Health checks

The health checks feature allows you to supplement your deployment diagrams with HTTP-based health checks to get an “at a glance” view of the health of your software systems.

How it works

HTTP-based health checks can be added to the container instances in your deployment model (e.g. via the healthCheck DSL keyword). Each health check is defined by a name, an endpoint URL, a polling interval (e.g. 60 seconds), a timeout (e.g. 1000 milliseconds), and optionally one or more HTTP headers.

Click the heart button button when viewing a diagram that includes health checks. After a short delay, the colour coding of the diagram elements will change to indicate the percentage of health checks that have passed for each element (red=0%, amber=1-99%, green=100%).

The health checks are executed from within your web browser, so HTTPS health check URLs must be used if you are viewing the diagrams via HTTPS. Also, the response sent back from your servers must include the Access-Control-Allow-Origin header, to allow the cross-origin request to be made. Returning anything other than a HTTP 200 status code will cause the health check to be marked as failed.

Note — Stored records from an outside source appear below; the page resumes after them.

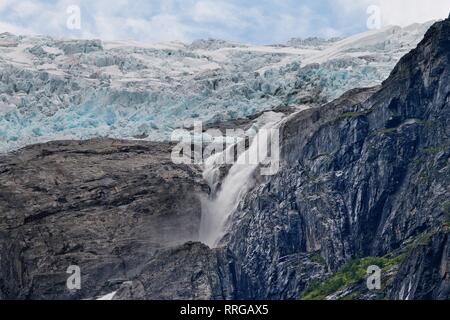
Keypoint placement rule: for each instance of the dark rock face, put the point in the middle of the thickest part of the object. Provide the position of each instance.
(361, 176)
(103, 205)
(191, 271)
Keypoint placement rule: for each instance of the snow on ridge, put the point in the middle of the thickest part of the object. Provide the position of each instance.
(55, 89)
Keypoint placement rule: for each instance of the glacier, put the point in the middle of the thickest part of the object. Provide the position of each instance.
(56, 89)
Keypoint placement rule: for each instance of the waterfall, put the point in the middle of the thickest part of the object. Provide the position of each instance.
(217, 208)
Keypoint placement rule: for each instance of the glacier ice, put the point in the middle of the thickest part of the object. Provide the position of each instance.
(77, 89)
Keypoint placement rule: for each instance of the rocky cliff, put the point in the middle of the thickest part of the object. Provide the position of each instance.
(364, 180)
(104, 205)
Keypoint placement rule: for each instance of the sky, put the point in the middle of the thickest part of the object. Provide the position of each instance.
(247, 21)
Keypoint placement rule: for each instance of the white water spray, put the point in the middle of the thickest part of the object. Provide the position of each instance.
(217, 210)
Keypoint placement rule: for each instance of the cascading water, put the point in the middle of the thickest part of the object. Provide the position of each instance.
(218, 208)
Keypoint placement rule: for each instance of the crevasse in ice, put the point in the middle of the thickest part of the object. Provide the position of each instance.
(78, 89)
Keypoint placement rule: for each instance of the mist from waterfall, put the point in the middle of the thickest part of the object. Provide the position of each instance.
(217, 208)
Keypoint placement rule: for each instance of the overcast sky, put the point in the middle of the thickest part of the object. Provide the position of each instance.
(253, 21)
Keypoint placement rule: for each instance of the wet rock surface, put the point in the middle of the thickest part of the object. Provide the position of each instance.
(365, 176)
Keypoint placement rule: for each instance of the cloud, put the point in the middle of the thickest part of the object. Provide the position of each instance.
(405, 12)
(257, 21)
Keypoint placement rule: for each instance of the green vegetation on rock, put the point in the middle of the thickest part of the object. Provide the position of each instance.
(351, 273)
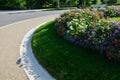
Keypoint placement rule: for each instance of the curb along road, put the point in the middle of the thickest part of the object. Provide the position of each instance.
(10, 39)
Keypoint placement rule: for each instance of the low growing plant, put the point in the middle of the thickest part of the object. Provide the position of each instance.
(89, 29)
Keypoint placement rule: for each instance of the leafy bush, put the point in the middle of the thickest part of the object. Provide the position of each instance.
(89, 29)
(112, 12)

The health check endpoints can either be existing endpoints, or custom ones that you build into your applications. For example, you could add a /health endpoint to an existing web application that simply returns a HTTP 200 response to indicate that it’s okay.

Usage scenarios

The health check feature is not designed to replace monitoring systems such as Pingdom, New Relic, Nagios, etc. Instead, it can be used to augment existing information radiators and dashboards, to provide an “at a glance” view of whether the software system is running and which parts are down in the event of a failure. It can also be used in diagnosing problems with a given deployment environment.